Berg’s  “Max Perkins: Editor of Genius” (1978) underlies the new movie “Genius,” in which Perkins is played by Colin Firth and Wolfe by Jude Law.

A local aside from Mountain Xpress previewer  Ken Hanke: “Now, you might want to know that, no, none of the film takes place in Asheville (apart from one brief bit that’s supposed to be Riverside Cemetery), but considering that it only covers 1929-1938 that’s hardly surprising. “

 

Wolfe: Fitzgerald needed to ‘just take hold again’
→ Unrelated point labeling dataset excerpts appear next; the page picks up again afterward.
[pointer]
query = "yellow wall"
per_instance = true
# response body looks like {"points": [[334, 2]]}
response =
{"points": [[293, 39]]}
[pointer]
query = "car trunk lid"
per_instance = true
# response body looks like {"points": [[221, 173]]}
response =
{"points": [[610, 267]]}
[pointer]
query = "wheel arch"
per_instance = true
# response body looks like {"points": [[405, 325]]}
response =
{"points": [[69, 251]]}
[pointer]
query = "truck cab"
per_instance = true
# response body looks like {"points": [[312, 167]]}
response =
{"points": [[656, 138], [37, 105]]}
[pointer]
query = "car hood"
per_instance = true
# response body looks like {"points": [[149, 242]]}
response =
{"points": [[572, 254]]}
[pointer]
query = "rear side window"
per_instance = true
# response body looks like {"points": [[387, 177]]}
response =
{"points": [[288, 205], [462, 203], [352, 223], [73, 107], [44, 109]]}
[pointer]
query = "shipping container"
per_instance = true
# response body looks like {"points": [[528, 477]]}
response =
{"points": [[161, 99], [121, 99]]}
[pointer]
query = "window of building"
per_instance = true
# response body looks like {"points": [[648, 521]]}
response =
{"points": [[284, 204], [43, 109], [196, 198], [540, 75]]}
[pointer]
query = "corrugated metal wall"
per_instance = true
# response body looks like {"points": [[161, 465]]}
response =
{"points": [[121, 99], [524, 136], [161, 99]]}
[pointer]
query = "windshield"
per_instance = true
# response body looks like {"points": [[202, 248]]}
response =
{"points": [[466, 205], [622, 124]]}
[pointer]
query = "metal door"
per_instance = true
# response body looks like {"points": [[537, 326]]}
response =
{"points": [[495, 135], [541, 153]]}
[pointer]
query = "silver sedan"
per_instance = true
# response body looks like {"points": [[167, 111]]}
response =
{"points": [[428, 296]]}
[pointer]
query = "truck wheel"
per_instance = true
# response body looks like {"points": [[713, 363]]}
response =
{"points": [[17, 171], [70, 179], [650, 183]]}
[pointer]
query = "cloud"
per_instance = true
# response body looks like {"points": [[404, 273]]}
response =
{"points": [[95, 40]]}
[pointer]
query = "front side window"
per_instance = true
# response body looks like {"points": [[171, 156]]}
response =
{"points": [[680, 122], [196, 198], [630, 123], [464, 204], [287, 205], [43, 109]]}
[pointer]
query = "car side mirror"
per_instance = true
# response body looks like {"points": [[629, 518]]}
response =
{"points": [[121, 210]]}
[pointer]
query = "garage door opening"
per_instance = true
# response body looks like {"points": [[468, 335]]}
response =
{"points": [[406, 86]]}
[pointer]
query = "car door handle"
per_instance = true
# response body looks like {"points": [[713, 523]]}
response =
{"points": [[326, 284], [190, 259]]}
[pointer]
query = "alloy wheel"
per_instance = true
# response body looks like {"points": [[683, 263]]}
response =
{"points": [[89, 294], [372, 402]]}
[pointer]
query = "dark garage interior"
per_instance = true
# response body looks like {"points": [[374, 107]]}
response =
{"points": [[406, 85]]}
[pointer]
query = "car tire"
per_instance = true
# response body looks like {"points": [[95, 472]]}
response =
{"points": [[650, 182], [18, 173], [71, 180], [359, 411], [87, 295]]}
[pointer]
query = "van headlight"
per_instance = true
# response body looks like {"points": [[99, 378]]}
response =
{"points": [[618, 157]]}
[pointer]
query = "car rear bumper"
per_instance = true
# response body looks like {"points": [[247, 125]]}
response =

“P.S. There is a poor, desperate, unhappy man staying at the Grove Park Inn. He is a man of great talent but he is throwing it away on drink and worry over his misfortunes. [Maxwell] Perkins thought if Mama went to see him and talked to him, it might do some good — to tell him that at the age of forty he is at his prime and has nothing to worry about if he will just take hold again and begin to work.

“His name, I forgot to say, is Scott Fitzgerald, and a New York paper has just published a miserable interview with him — it was a lousy trick, a rotten…piece of journalism, going to see a man in that condition, gaining his confidence, and then betraying him. I myself have suffered at the hands of these rats, and I know what they can do. But I don’t know whether it’s a good idea for Mama to see him — in his condition, he might resent it and think we were sorry for him, etc .— so better wait until I write again.”

— From Thomas Wolfe’s  letter to his brother Fred (Oct. 7, 1936)

On Fitzgerald’s 40th birthday two weeks earlier, a reporter from the New York Post had tracked down the drunken author in Asheville and brutally described him under the headline “On the other side of paradise… engulfed in despair.”